Le bilan financier des récentes inondations en Hongrie est déja désastreux, comme l’annonçait le Ministre de l’Intérieur  il y a une dizaine de jours, avec une facture de 100 milliards de forints (348 millions d’euros) pour l’Etat. Les assurances, premières responsables de l’indemnisation des sinistrés, en ont profité dès la semaine dernière pour tenter d’esquiver l’impôt « extraordinaire » dont elles doivent faire l’objet d’ici à la fin de l’année pour réduire le déficit budgétaire.  En parallèle, certaines propositions isolées naissent sur Internet et font leur bonhomme de chemin, dans les médias et jusqu’au Parlement, aussi anecdotiques ou saugrenues soient-elles.

En s’adressant à Bruxelles ou même à Kiev, il semble que tous les moyens sont bons pour que l’État hongrois n’aggrave pas sa situation financière.
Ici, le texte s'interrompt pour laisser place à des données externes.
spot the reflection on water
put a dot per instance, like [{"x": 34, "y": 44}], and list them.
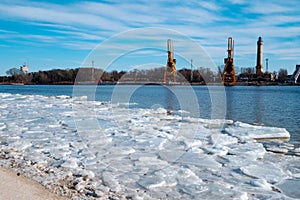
[
  {"x": 276, "y": 106},
  {"x": 170, "y": 100}
]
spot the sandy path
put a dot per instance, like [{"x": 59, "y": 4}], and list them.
[{"x": 17, "y": 187}]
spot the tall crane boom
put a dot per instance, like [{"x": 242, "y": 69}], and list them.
[
  {"x": 228, "y": 76},
  {"x": 170, "y": 72}
]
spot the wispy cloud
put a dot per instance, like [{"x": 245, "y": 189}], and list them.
[{"x": 81, "y": 25}]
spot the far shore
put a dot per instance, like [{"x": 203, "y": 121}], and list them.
[
  {"x": 156, "y": 83},
  {"x": 15, "y": 186}
]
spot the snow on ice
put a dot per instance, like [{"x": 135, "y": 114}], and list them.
[{"x": 99, "y": 149}]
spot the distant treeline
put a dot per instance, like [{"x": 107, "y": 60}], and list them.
[{"x": 87, "y": 75}]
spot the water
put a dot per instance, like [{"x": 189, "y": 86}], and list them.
[{"x": 276, "y": 106}]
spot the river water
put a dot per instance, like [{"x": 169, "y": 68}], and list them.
[{"x": 276, "y": 106}]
D’autant que les assurances se disent, bien sûr, prises à la gorge dans un contexte où, quelques jours plus tôt, le Premier ministre leur demandait de payer une « taxe extraordinaire » de plus de 20 milliards de forints d’ici la fin de l’année. Mercredi dernier, Péter Kisbenedek, représentant du lobby des sociétés d’assurances hongroises, affirmait que ces dernières vont devoir payer 30 milliards HUF pour les sinistrés. Il en a alors profité pour rechigner à payer ce que Viktor Orban a prévu d’imposer aux groupes financiers tels que les banques, les sociétés de leasing et les assureurs. Il a également invoqué la responsabilité des groupes industriels, qui, n’étant pas capables d’estimer une juste division de la « taxe extraordinaire », ont laissé cette tâche à l’État, qui lui, n’a pas fait dans le détail.
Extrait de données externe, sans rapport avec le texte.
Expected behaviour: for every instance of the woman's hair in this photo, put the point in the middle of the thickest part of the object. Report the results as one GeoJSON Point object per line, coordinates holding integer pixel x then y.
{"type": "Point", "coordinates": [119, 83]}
Pour réduire le déficit budgétaire, Orban s’est fixé 200 milliards de forints à ponctionner principalement dans le secteur bancaire, à hauteur de 60%, avant la fin de l’année. Le Premier ministre avait fait cette annonce en pleine catastrophe naturelle, le 8 juin dernier. Selon Kisbenedek, si la part des assurances dans l’impôt devait excéder 20 milliards, la plupart d’entre elles (25 sur 31, selon lui) souffriraient de trop grosses pertes, devraient lever des capitaux et pourraient être poussées à se retirer du marché. Juste avant le bilan financier des inondations fait par le gouvernement, il convenait donc, pour les assureurs, de chiffrer les dommages au plus vite et de devancer l’État.
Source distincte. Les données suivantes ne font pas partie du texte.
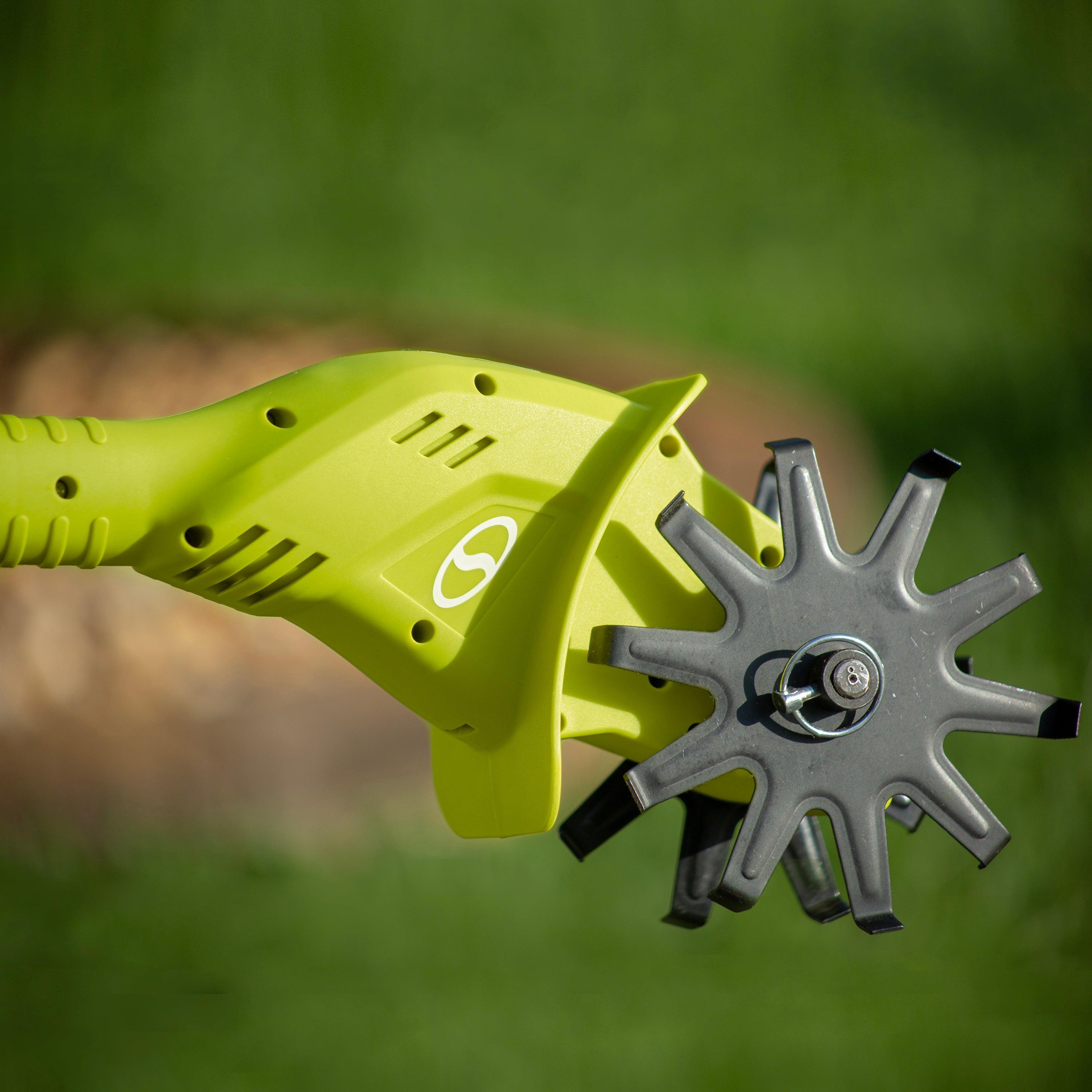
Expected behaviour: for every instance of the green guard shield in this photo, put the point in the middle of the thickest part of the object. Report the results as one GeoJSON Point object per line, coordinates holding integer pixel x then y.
{"type": "Point", "coordinates": [454, 528]}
« renoncer aux feux d’artifice du 20 août au profit des victimes des inondations » ?

Facebook sert souvent à tout ce qui touche à l’actualité plus ou moins locale, alors pourquoi pas aux doléances politiques touchant aux causes nationales d’un pays d’à peine 10 millions d’habitants ? A Budapest, on connait déjà bien les pétitions en ligne contre les décrets de fermeture des lieux nocturnes dans la capitale (VIème et VIIème arrondissements notamment), entre autres… Cette fois-ci, on assiste à de l’humanitaire national venu d’une simple restauratrice de Buda. On ne sait pas cependant si son établissement a lui-même été touché par les eaux du Danube (voir photo)…

Depuis une semaine, Eszter Dóczi-Tóth a lancé un appel aux politiques hongrois via la création d’un groupe sur le réseau social : « Nous devrions renoncer aux feux d’artifice du 20 août au profit des victimes des inondations ». L’idée originale a fait son chemin très rapidement parmi les Budapestois « connectés », en rassemblant 85.000 membres les deux premiers jours et près de 237.000 jusqu’à hier. Ce buzz est finalement arrivé aux oreilles des parlementaires, dont certains – de l’opposition pour l’instant – se sont déjà prononcés en sa faveur.

La somme qui pourrait être retirée de l’annulation des feux est estimée à 100 millions HUF. Autant dire que cela ne représente qu’une goutte d’eau dans la Tisza… Toutefois, en pleine crise économique , et au regard de l’habituelle démesure dans les dépenses pour la grande fête nationale hongroise, cette solution anecdotique pourrait être la bienvenue, au moins d’un point de vue symbolique.